A professora de demografia Marcia Castro, chefe do departamento de Saúde Global e População na Universidade de Saúde Pública de Harvard, lembrou que os casos de malária eram 36.900 em 1961, proporção que aumentou dez vezes entre 1970 e 1985. O cenário está relacionado ao desmatamento e ocupação da Amazônia.
"Desmatamento é fator de risco para a malária. O corte de árvores favorece a proliferação do mosquito", seguiu, lembrando que a cada 1 km2 de desmate surgem, em média, 27 novos casos de malária.
"Gostaria de dizer umas palavras sobre por que estou me movendo deste lugar onde sou um cientista climático para algo não conhecido", começou Carlos Nobre, um dos maiores climatologistas brasileiros, e que está à frente de projeto ambicioso para a floresta amazônica, o Amazônia 4.0. "Depois de 45 anos de trabalho, parte na Amazônia, só trabalhando em termos de ameaças e riscos, percebi que não é suficiente", disse Nobre.
Ele lembrou que a Amazônia já tem entre 20% a 25% de sua área total desmatada. "Precisamos, na Amazônia reduzir as taxas de desmatamento para zero. Como podemos chegar a isso?", perguntou. "Podemos parar o desmatamento? Países da Europa e outros têm demonstrado que é possível fazer um descolamento da queima de combustíveis fósseis e do crescimento econômico, citou.

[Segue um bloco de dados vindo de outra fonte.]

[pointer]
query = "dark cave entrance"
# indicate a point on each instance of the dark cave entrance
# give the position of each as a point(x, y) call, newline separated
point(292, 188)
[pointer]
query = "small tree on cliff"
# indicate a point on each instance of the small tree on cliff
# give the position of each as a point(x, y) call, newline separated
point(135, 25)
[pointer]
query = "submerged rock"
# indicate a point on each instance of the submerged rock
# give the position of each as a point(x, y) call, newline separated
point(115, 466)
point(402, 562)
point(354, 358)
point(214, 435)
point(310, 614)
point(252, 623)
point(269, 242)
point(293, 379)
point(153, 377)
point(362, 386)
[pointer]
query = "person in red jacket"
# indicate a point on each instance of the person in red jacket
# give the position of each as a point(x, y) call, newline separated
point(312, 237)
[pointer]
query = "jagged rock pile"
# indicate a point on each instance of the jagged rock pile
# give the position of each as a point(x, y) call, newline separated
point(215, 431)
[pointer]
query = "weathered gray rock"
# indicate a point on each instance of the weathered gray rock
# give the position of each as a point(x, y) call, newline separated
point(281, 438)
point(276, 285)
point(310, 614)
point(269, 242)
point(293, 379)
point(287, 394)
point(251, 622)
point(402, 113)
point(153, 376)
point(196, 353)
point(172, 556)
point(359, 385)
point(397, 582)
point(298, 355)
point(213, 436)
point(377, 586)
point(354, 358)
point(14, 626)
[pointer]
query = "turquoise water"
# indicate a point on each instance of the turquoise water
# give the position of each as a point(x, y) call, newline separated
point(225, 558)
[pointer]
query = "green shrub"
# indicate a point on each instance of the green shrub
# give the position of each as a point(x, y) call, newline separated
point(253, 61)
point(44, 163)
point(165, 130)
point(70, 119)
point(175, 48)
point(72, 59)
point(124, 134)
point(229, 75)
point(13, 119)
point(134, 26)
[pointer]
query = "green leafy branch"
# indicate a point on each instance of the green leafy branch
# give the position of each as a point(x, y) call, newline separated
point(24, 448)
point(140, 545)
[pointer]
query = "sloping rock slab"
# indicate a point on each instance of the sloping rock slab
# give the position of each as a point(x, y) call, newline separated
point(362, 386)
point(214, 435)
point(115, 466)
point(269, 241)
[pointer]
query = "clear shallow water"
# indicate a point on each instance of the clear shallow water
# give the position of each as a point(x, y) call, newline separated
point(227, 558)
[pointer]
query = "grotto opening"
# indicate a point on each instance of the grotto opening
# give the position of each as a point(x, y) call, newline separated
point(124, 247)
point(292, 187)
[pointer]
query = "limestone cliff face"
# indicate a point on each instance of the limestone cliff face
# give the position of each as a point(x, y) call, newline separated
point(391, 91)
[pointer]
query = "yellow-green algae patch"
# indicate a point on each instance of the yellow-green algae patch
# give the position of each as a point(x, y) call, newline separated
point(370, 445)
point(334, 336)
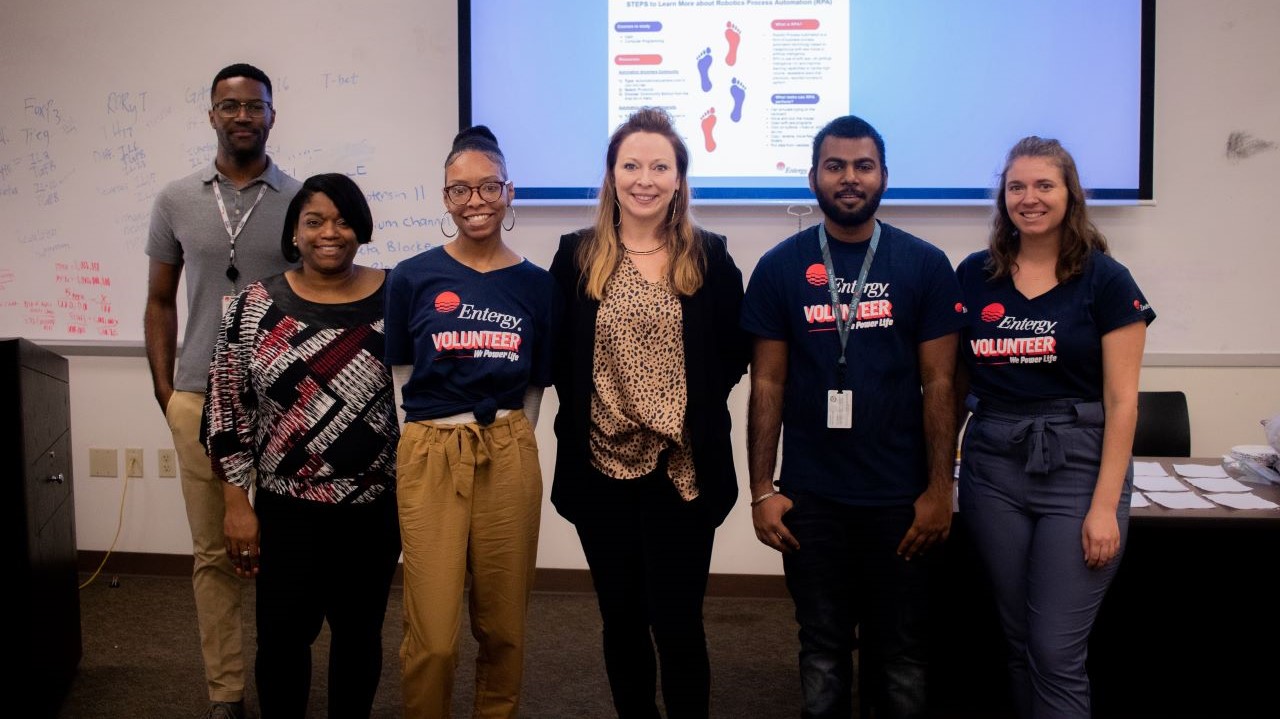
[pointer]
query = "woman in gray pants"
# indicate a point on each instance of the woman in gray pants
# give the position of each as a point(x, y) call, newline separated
point(1051, 360)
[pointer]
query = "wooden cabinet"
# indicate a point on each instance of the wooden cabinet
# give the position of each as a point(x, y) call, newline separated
point(40, 518)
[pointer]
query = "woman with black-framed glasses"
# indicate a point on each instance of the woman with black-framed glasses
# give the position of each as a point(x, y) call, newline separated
point(469, 328)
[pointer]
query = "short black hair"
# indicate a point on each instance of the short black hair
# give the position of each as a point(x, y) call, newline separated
point(240, 69)
point(478, 138)
point(344, 195)
point(850, 127)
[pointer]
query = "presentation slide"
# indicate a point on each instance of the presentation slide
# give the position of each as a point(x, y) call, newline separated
point(796, 76)
point(951, 86)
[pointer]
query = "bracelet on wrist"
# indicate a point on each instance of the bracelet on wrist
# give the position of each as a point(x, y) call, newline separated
point(763, 497)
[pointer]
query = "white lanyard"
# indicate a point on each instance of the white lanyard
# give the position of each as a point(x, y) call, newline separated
point(232, 273)
point(842, 326)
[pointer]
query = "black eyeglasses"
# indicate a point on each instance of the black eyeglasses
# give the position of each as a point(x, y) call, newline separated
point(461, 193)
point(229, 109)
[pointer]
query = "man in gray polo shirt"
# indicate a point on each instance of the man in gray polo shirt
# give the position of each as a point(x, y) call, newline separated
point(223, 224)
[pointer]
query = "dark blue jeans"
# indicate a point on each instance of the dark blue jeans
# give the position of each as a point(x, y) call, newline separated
point(848, 575)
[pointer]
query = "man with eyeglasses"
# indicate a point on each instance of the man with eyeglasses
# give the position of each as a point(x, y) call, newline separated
point(223, 224)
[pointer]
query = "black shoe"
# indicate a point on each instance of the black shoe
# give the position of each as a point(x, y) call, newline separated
point(224, 710)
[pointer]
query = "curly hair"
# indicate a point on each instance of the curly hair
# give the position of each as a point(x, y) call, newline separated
point(1079, 236)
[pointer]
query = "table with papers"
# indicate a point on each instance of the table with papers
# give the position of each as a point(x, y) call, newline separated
point(1189, 605)
point(1182, 489)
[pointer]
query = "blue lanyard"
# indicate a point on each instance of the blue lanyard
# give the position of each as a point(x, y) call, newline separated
point(844, 325)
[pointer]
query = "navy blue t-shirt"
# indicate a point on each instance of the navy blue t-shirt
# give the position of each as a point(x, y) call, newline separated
point(910, 297)
point(476, 340)
point(1048, 347)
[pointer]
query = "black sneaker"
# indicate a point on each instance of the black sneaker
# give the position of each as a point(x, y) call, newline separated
point(224, 710)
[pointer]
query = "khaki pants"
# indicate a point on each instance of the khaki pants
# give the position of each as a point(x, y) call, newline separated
point(470, 500)
point(218, 589)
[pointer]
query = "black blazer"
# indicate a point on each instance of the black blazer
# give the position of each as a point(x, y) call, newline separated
point(716, 356)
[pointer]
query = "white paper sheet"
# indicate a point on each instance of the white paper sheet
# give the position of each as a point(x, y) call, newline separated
point(1179, 499)
point(1201, 471)
point(1247, 500)
point(1217, 484)
point(1160, 484)
point(1148, 470)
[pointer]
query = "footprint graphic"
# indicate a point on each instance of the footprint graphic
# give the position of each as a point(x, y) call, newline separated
point(737, 92)
point(708, 124)
point(704, 64)
point(734, 36)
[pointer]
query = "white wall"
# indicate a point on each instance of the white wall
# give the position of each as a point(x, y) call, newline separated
point(1216, 74)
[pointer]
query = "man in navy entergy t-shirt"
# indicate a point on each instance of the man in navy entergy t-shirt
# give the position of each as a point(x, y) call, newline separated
point(855, 328)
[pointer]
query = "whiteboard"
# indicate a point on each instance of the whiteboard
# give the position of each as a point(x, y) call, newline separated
point(103, 104)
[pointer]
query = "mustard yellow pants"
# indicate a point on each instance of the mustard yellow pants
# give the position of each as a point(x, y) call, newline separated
point(470, 502)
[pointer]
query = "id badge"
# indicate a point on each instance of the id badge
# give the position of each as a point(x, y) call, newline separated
point(840, 410)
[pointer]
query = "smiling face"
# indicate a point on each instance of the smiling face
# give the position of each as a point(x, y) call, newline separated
point(1036, 196)
point(478, 219)
point(848, 181)
point(325, 241)
point(242, 137)
point(645, 177)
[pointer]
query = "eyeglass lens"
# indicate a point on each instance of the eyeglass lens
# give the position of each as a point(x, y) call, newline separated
point(231, 108)
point(461, 193)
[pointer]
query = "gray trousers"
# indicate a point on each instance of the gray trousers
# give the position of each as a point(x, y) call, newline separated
point(1027, 479)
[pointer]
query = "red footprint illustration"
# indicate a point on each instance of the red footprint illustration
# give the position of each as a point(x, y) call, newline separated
point(708, 124)
point(734, 36)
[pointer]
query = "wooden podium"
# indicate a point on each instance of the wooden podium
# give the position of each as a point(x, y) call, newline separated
point(40, 521)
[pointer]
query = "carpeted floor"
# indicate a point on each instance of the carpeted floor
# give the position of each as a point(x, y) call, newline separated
point(142, 658)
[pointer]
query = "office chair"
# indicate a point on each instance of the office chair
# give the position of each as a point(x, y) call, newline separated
point(1164, 425)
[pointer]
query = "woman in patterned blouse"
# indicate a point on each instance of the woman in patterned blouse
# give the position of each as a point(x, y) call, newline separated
point(300, 407)
point(649, 351)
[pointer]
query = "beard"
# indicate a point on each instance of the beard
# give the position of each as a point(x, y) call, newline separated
point(849, 218)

"[Por] Qual caminho iremos?", perguntou o cientista, lembrando os antigos eixos e modelos de desenvolvimento que só estimularam o desmatamento. "Se olharmos para o plano de desenvolvimento de agora, é o velho estilo. Mineração, desmatamento, infraestrutura antiga", seguiu Nobre. "Se for isso, esqueçam. A Amazônia irá desaparecer", sentenciou. "É o setor conservador da agricultura, velho, que não quer mudança, mas minoritário diante da agricultura brasileira", colocou. "Esse pequeno grupo vê que o tipo de agricultura que faz vai logo deixar de existir. É um movimento desesperado para o modelo deles continuar, um modelo que talvez suma em 20 anos."

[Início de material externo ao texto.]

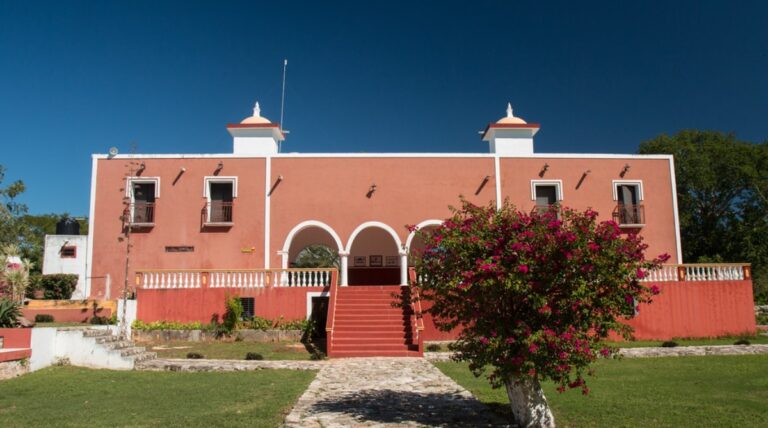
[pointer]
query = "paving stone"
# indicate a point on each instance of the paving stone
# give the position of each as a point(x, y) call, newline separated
point(387, 392)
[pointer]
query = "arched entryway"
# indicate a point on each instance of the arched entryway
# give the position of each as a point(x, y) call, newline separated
point(311, 241)
point(375, 256)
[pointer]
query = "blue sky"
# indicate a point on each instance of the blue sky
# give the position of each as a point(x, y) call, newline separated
point(79, 77)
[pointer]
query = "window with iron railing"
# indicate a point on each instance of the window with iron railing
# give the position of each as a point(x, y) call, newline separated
point(629, 211)
point(142, 208)
point(220, 203)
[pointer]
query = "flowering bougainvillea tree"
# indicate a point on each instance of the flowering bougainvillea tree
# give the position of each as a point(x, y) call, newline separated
point(534, 295)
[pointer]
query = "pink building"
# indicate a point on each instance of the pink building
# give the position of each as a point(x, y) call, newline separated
point(203, 225)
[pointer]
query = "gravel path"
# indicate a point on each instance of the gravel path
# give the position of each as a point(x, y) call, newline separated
point(387, 392)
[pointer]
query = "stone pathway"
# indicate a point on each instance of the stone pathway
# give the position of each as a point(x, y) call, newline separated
point(387, 392)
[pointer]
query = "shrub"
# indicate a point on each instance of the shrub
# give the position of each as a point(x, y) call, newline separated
point(9, 313)
point(44, 318)
point(58, 286)
point(534, 294)
point(259, 323)
point(232, 318)
point(169, 325)
point(434, 347)
point(100, 320)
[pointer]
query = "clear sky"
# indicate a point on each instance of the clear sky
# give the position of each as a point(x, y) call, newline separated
point(79, 77)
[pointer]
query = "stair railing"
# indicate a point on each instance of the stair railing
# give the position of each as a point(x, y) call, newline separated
point(416, 316)
point(331, 318)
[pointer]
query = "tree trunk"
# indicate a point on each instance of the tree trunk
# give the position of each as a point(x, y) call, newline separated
point(529, 406)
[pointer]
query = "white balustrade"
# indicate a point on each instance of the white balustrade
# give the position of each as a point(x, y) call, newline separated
point(258, 278)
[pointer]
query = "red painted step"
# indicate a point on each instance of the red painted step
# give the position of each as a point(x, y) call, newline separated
point(367, 324)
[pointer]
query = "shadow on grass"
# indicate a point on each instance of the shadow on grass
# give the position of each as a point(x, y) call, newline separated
point(405, 407)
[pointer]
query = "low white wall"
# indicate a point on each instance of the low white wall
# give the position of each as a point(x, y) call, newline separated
point(49, 345)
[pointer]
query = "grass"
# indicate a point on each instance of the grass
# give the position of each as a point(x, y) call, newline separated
point(69, 397)
point(231, 350)
point(712, 391)
point(754, 340)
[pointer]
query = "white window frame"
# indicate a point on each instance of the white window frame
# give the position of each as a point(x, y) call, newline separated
point(130, 181)
point(207, 181)
point(558, 188)
point(636, 183)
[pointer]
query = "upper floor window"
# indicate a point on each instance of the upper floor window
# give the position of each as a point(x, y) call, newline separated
point(68, 252)
point(220, 193)
point(629, 211)
point(546, 193)
point(143, 192)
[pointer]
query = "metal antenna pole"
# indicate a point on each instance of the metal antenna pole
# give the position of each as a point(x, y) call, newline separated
point(282, 102)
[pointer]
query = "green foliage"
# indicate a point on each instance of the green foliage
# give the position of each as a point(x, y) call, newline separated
point(233, 315)
point(9, 313)
point(100, 320)
point(722, 192)
point(534, 294)
point(44, 318)
point(169, 325)
point(259, 323)
point(434, 347)
point(58, 286)
point(317, 256)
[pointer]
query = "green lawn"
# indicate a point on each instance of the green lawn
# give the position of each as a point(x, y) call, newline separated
point(69, 397)
point(231, 350)
point(727, 391)
point(754, 340)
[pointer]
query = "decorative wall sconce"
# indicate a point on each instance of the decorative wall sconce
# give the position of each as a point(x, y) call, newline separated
point(370, 191)
point(624, 171)
point(274, 186)
point(485, 181)
point(178, 176)
point(583, 176)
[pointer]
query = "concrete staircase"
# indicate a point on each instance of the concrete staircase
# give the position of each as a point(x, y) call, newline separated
point(100, 348)
point(368, 325)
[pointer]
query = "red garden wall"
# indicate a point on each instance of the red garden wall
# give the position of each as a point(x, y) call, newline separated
point(697, 309)
point(199, 304)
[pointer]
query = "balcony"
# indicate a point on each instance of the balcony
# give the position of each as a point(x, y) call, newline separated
point(218, 213)
point(629, 215)
point(142, 214)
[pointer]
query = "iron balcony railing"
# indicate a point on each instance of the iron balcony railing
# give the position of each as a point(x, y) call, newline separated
point(629, 215)
point(142, 213)
point(219, 212)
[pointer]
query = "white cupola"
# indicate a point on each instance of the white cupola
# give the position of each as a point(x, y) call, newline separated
point(256, 135)
point(511, 135)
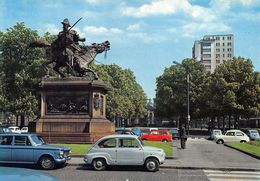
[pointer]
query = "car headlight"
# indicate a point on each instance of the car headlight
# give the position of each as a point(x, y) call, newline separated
point(61, 153)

Nobre é um grande defensor do desenvolvimento da bioeconomia na Amazônia, que chama de "Escandinávia tropical". "Por que sempre pensamos pequeno nos tópicos? Podemos pensar grande." Ele estrutura para a plateia um novo caminho, que leva em conta tecnologia e inovação, produtos a partir de cogumelos, cupuaçu, açaí, óleos, cacau, castanhas e muitos outros combinados a conhecimentos ancestrais dos povos indígenas e das comunidades tradicionais.
Seu novo modelo imagina pequenos laboratórios portáteis com tecnologia de ponta e administrados de modo a que o novo seja desenvolvido pelos povos da floresta. Observa que é imperativo dar os direitos de propriedade intelectual dos novos produtos para as comunidades que os desenvolverem. "Isso é muito disruptivo. Vamos fazer", seguiu Nobre.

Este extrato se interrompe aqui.